Fedora has been applied to a wide range of purposes: for collections of texts,
collections of images, datasets, audio and video collections, as well collections
made up of combinations of these. Key to making use of Fedora for these
different purposes has been to model how to organize or model the content,
which is itself informed by what you want to do with the content. One of two
primary routes can be followed:

    A compound route – where files associated with each other in some way
     are grouped together as a single digital object so they can be easily
     referenced and delivered together. This route is more straightforward,
     but loses some of the flexibility in managing individual files.
    A complex route – where files are maintained as separate digital objects,
     and brought together through other means (e.g., through a search
     interface). This approach is the more complex of the two (hence the
     name), but provides the ability to reference and deliver individual files
     either in context or out of it depending on need.
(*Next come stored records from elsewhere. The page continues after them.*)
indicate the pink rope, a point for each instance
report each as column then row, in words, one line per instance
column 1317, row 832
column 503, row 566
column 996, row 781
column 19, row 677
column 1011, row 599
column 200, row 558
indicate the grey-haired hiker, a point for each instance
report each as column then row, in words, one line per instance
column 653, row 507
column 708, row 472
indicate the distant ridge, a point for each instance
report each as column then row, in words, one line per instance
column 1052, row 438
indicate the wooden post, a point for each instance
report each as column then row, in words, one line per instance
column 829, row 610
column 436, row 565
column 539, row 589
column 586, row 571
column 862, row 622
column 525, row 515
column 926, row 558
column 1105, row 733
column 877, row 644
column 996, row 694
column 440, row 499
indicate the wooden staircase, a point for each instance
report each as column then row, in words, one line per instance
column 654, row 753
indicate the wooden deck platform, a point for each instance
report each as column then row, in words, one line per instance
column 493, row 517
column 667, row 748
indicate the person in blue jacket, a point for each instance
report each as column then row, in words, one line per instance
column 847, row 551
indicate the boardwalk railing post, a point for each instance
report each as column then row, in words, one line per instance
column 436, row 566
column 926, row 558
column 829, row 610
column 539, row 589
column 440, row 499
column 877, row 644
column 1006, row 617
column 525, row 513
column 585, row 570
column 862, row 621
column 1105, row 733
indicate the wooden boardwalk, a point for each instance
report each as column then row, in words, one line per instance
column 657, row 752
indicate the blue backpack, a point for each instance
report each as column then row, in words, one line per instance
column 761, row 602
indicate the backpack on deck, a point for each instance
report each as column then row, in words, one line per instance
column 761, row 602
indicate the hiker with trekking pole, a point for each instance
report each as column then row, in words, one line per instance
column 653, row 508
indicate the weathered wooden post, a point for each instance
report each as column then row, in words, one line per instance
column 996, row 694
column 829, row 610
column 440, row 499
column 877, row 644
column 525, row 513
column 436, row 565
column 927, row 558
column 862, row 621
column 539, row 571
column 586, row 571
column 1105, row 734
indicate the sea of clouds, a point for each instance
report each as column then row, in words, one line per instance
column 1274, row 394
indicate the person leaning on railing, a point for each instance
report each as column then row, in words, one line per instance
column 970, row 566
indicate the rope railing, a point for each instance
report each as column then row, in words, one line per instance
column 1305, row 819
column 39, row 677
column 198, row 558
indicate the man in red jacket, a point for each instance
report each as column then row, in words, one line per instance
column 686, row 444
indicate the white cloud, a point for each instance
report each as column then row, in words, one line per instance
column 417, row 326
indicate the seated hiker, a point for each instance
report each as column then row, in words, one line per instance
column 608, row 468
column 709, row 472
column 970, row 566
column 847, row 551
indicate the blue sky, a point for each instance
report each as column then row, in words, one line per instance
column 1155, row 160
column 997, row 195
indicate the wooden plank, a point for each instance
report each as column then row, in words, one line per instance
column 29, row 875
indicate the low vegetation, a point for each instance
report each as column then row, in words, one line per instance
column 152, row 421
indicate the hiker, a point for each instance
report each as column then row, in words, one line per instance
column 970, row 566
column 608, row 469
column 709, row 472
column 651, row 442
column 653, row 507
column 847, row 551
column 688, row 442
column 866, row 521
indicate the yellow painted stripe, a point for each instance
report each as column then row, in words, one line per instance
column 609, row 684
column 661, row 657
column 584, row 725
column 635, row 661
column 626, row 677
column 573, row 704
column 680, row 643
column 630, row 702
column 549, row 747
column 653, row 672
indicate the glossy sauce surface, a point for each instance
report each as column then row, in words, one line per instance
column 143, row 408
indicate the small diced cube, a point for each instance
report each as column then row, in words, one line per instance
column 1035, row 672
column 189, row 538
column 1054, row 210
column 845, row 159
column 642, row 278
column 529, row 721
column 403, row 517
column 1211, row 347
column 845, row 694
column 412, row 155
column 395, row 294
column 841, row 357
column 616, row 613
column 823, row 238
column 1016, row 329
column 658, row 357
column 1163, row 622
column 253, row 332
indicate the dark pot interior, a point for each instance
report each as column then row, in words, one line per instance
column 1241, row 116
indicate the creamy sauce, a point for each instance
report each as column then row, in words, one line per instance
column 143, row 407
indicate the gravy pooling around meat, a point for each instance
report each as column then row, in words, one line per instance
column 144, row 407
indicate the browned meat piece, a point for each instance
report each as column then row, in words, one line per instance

Fedora asks you to think about this, and forces serious consideration of how the
content will be managed, both now and in the future. This can be hard, but the
effort is worthwhile and increases the likelihood of sustainability for the
collection. No one would build a physical library just to dump books within it,
care would be taken over their organisation and presentation: why would we not
do this for our digital libraries?

In Fedora 4, content is held natively as RDF rather than the XML used as the
basis of Fedora 3 and other previous versions. This shift reflects a broader
adoption of linked data as a medium for storing and managing digital content.
Use of RDF potentially adds to the complexity of how content files should be best
managed, but it also provides a way of doing so simply initially and adding other
options over time as additional links are added. In this way, RDF provides a
degree of future-proofing in how content is managed: if an alternative use for the
content is identified at some point, the way it is managed can be altered to meet
this need through construction of additional links that meet the new use case,
without wholesale change.

RDF use can influence all aspects of Fedora use. This includes the following
areas, which also form a checklist for attention when applying Fedora:

    Access/rights management – One of the great advantages of Fedora is that
     collections can be managed with variable access control. This allows
     those items that can be shared openly (e.g., open access research articles)
     to be fully accessible, whilst controlling access to those files that are
     aimed at specific audiences (e.g., at the University of Hull, past exam
     papers for students).
 Content delivery – Fedora’s flexibility presents the dilemma that any
     default end-user interface could potentially limit what Fedora can offer,
     which is based on how the content is modelled. As such, Fedora
     implementations need to include the design of an end-user interface (an
     admin interface is provided). A number of generic solutions have been
     created over time, and two major initiatives (Hydra and Islandora) have
     sought to address this. These will be described more fully later.
    Storage – When Fedora was first developed the concept of cloud storage
     was almost non-existent. Now it is everywhere. DuraSpace themselves
     offer a cloud storage solution in DuraCloud, but this is one amongst many.
     The choice of whether to use local or cloud storage, or a combination of
     both for different purposes, extends beyond how Fedora manages digital
     content. Most important is to ensure that whatever storage is selected
     Fedora can link to it.
    Collection management – Within a Fedora repository there is the ability
     to group objects together within collections. As such, an important
     component in modelling content is deciding how to manage collections
     and sub-collections as part of that model.

Fedora and preservation

Fedora has often been described as a system that can support digital
preservation – the durability that was described earlier. Fedora does indeed
offer many preservation capabilities by default, for example, creating checksums
for objects ingested. But it is the focus on durability that is key. Fedora is not a
repository system that has preservation functionality, it is a repository system
which has preservation built in to how it is designed and structured; every part
of Fedora assumes that the content will need to be managed for a long time, and
is designed accordingly. Fedora 4 has these embedded.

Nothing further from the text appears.